Ich bin mir sicher, Sie haben schlagartig die Bilder zu einer dieser Situationen vor Augen. Denn: Manche Dinge bleiben ewig im Gedächtnis. Und vor allem der Ort, an dem sie stattgefunden haben. 

 

(K)ein Ort für heikle Familienthemen

Ich weiß nicht, wie es bei Ihnen ist, aber bei uns zuhause ist er Esstisch einer der wenigen Orte, an dem wir uns als Familie regelmäßig und vollständig treffen. Und genau deswegen ist der Esstisch eine Art „heiliger“ Ort für mich. Heilig im doppelten Sinne: Hier haben Smartphones oder andere Dinge, die ablenken, beim Essen nichts zu suchen. Und: Hier diskutieren wir keine heiklen Themen.

Natürlich ist es irgendwie praktisch, wenn doch schon alle beim Abendessen zusammensitzen, gleich auch die Fünf in Mathe oder die vulgäre Ausdrucksweise des Teenagers zu thematisieren. Schlechte Noten und sonstige Vergehen haben am Esstisch jedoch nichts zu suchen. Sonst brauchen Sie sich nicht zu wundern, wenn die Teenager irgendwann ihre Teller nehmen und zum Essen lieber in ihr Zimmer verschwinden.

Ein befreundeter Geschäftsführer beherzigte den Gedanken und erzählte mir: „Für solche Gespräche zitiere ich meinen Sohn nun immer aufs Sofa. Vielleicht ist das der Grund, warum er seit Neustem vom Sessel aus Fernsehen schaut …“

 

Überraschungsangriff im Büro

Vielleicht scheint das private Esstisch-Thema für Sie übertrieben. Doch stellen Sie sich nun bitte eine Situation aus Ihrem Arbeitsalltag vor: Ihr Chef platzt unangekündigt in Ihr Büro und macht Sie rund. Oder er ruft Sie in sein Büro und kritisiert Sie dort aufs Schärfste oder bespricht mit Ihnen ein heikles Thema im Meetingraum. Was glauben Sie, wie Sie sich fühlen, wenn Ihr Chef das nächste Mal in Ihr Büro kommt, Sie zu sich ruft oder Sie in den Meetingraum bestellt? 

Ob bewusst oder unbewusst, Sie rufen sich die alten Erlebnisse ins Gedächtnis und befürchten automatisch, dass es jetzt wieder Ärger geben könnte. Das verursacht Stress. Die Orte haben ein Gedächtnis und durch dieses Verhalten Ihres Chefs ist Ihr Büro auf einmal ein negativ behafteter Ort geworden. Dabei soll es doch ein kreativer Raum sein, in dem Sie gerne arbeiten und gute Leistung bringen. 

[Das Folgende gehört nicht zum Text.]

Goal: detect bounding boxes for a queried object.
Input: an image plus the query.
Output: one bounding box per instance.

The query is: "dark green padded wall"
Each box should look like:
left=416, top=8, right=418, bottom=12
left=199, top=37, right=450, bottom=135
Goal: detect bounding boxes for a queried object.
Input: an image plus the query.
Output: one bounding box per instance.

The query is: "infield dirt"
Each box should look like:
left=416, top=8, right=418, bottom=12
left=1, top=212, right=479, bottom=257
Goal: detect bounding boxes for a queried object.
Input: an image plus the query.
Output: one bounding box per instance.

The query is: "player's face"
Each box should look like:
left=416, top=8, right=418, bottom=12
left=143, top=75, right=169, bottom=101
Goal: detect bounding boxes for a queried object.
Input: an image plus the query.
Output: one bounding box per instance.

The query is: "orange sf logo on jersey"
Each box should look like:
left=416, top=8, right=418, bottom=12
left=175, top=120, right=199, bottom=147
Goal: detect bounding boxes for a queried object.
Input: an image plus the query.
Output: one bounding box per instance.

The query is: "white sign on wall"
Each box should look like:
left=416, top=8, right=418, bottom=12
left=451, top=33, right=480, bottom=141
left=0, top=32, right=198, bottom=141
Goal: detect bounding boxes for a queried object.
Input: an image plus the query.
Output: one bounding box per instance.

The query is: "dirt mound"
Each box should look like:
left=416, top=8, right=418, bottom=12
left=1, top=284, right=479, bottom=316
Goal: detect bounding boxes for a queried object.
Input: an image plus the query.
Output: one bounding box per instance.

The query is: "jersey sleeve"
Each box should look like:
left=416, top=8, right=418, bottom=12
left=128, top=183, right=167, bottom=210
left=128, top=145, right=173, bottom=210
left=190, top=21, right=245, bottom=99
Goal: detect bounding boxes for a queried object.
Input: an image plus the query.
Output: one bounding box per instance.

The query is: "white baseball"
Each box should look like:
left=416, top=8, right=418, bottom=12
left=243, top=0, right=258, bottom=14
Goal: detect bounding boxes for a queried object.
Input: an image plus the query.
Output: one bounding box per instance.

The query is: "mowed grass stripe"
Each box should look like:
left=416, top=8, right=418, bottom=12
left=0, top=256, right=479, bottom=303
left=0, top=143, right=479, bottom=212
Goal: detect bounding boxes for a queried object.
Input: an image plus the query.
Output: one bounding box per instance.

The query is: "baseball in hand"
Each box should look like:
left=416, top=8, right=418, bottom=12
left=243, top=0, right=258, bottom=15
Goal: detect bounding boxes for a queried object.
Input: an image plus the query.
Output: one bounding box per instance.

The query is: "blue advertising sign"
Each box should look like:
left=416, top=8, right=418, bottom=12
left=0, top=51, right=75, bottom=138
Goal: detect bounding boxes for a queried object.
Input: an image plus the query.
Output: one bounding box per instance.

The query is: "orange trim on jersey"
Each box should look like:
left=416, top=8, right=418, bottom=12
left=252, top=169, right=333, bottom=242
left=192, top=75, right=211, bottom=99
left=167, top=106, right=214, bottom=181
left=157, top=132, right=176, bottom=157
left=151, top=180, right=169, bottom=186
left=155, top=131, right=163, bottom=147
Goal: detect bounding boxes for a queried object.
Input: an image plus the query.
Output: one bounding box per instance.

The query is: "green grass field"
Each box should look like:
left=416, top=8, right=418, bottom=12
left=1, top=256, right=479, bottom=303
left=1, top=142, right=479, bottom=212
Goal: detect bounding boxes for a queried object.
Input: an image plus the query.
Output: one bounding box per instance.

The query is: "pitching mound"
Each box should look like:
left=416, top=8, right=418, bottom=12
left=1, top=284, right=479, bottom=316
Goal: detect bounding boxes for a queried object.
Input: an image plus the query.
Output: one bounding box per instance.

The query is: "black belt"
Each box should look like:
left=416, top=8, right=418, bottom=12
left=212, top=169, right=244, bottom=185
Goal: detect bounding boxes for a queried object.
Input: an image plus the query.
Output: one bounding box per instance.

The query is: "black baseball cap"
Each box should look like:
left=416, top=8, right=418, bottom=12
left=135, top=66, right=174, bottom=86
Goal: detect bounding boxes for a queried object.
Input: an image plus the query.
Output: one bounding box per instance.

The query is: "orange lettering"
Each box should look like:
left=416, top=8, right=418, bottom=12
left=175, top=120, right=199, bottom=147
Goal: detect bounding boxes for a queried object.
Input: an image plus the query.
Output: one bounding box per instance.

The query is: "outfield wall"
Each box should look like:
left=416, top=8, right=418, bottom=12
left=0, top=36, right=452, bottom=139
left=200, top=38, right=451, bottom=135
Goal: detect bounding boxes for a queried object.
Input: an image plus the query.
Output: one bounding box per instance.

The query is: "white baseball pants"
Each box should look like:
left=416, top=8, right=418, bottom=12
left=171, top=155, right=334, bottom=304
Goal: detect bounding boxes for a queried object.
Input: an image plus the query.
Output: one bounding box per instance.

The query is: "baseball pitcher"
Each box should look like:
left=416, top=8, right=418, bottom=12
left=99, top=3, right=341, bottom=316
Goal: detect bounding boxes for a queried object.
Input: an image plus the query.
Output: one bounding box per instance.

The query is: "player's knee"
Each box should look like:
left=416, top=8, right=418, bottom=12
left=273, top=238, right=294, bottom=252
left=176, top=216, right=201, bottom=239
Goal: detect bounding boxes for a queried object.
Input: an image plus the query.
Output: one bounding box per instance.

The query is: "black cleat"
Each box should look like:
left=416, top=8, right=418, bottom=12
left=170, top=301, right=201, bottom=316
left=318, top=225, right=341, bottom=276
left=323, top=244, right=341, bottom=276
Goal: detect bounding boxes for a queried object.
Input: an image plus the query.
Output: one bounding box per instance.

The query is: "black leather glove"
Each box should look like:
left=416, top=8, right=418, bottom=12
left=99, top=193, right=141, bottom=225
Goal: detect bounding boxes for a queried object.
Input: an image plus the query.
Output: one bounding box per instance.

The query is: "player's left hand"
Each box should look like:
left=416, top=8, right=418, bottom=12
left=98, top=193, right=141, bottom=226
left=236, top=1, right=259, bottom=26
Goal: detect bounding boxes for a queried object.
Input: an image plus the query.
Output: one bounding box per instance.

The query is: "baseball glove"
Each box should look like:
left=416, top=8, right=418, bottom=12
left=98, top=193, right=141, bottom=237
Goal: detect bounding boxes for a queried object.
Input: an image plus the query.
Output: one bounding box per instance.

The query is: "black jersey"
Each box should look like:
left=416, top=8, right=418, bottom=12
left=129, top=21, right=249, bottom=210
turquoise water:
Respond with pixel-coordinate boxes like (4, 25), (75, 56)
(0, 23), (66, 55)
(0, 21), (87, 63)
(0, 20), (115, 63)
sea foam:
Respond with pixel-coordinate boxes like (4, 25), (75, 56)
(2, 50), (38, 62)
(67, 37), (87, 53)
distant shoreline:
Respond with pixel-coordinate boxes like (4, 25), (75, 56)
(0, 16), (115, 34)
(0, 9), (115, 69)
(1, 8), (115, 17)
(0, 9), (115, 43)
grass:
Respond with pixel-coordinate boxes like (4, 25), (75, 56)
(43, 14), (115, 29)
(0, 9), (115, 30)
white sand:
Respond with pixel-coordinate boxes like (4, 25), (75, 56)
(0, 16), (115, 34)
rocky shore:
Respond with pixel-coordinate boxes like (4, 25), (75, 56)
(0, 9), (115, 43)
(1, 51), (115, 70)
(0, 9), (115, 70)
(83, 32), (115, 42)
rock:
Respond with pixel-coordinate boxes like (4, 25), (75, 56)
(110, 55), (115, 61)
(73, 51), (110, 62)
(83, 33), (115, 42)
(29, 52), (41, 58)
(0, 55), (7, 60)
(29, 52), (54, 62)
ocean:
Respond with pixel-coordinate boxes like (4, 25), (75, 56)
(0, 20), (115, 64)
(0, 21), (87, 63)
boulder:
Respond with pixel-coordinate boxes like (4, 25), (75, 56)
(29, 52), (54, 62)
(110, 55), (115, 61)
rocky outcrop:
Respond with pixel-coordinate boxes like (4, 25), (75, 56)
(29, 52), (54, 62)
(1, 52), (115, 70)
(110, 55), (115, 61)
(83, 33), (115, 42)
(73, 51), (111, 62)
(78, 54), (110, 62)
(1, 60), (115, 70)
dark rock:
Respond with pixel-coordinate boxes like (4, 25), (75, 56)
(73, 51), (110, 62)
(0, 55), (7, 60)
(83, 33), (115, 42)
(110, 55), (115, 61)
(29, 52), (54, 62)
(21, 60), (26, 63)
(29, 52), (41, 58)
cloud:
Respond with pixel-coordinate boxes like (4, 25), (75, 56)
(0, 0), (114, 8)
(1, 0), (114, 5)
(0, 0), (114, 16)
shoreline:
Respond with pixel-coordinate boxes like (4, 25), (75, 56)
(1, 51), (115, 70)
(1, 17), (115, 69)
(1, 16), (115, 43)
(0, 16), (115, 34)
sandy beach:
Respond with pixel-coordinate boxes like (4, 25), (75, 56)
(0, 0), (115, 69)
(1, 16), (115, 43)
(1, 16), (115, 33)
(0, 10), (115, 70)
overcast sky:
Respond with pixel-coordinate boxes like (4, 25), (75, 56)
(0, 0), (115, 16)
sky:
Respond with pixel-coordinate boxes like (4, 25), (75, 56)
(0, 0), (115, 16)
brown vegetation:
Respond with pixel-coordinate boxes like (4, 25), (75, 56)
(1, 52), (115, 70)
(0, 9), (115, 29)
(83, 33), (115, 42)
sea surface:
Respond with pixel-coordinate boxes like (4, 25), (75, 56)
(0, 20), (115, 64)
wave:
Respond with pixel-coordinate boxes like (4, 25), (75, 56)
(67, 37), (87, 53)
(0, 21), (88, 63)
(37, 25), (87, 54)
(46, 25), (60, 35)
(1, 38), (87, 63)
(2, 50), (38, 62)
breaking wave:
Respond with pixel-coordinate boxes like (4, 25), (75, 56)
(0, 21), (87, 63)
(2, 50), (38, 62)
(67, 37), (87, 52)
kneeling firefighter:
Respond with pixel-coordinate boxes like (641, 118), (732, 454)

Deshalb verkünde ich heikle Botschaften immer an einem Ort, an dem sich meine Mitarbeiter nicht regelmäßig aufhalten. Meist wähle ich den Besprechungsraum. Damit sie wissen, worum es geht, kündige ich das Thema vorher an. Denn wer seine Mitarbeiter im Dunkeln lässt, missbraucht unnötig seine Macht. Doch meine Mitarbeiter sollen keine Angst haben, sondern sich sicher fühlen, um ihr volles Potenzial zu entfalten.

 

Die Regeln des Ehebetts

Ich möchte nicht, dass meine heiligen Orte negativ belegt werden und ich möchte auch nicht die positiven Orte anderer Menschen mit einem schlechten Erlebnis belasten. Meine Frau und ich haben zuhause deswegen einen zweiten „heiligen“ Ort definiert: unser Ehebett. Es ist ausdrücklich nur für Dinge gedacht, die Spaß machen oder der Erholung dienen :-)

Früher gab es in den Ehen den sogenannten „Pillow-Talk“ (engl. pillow = Kissen): Vor dem Schlafen sprachen Mann und Frau über den Tag. Dieses Gespräch wurde zunehmend ersetzt durch Fernseher, Laptops und Smartphones. Doch eine Ehe braucht Austausch. Zwar haben wir keinen Fernseher im Schlafzimmer, aber Laptop und Smartphone haben auch bei uns Einzug erhalten. Um das Ehebett trotzdem heilig zu halten, berücksichtigen meine Frau und ich zwei Regeln: 

Im Bett werden keine kritischen Themen besprochen – auch wenn es manchmal schwerfällt. Zweitens: Egal, was wir tun – wir beenden jeden Tag, indem wir abends im Bett gemeinsam den Satz „Gott schütze unsere Ehe“ sagen. Das machen wir sogar, wenn ich auf Reisen bin, dann eben via Telefon.

 

Rituale festigen

Sie können mich jetzt als zu weich oder als unverbesserlichen Romantiker abstempeln. Ich möchte mich auch gar nicht als Bilderbuch-Ehemann darstellen. Aber ich kümmere mich jeden Tag intensiv um meine Kunden -- und mir fällt bei bestem Willen kein Grund ein, warum ich mich nicht auch jeden Tag intensiv um meine Ehe kümmern sollte. Deshalb halte ich es auch für richtig, dafür zu sorgen, dass meiner Frau und mir positive Orte im Gedächtnis bleiben.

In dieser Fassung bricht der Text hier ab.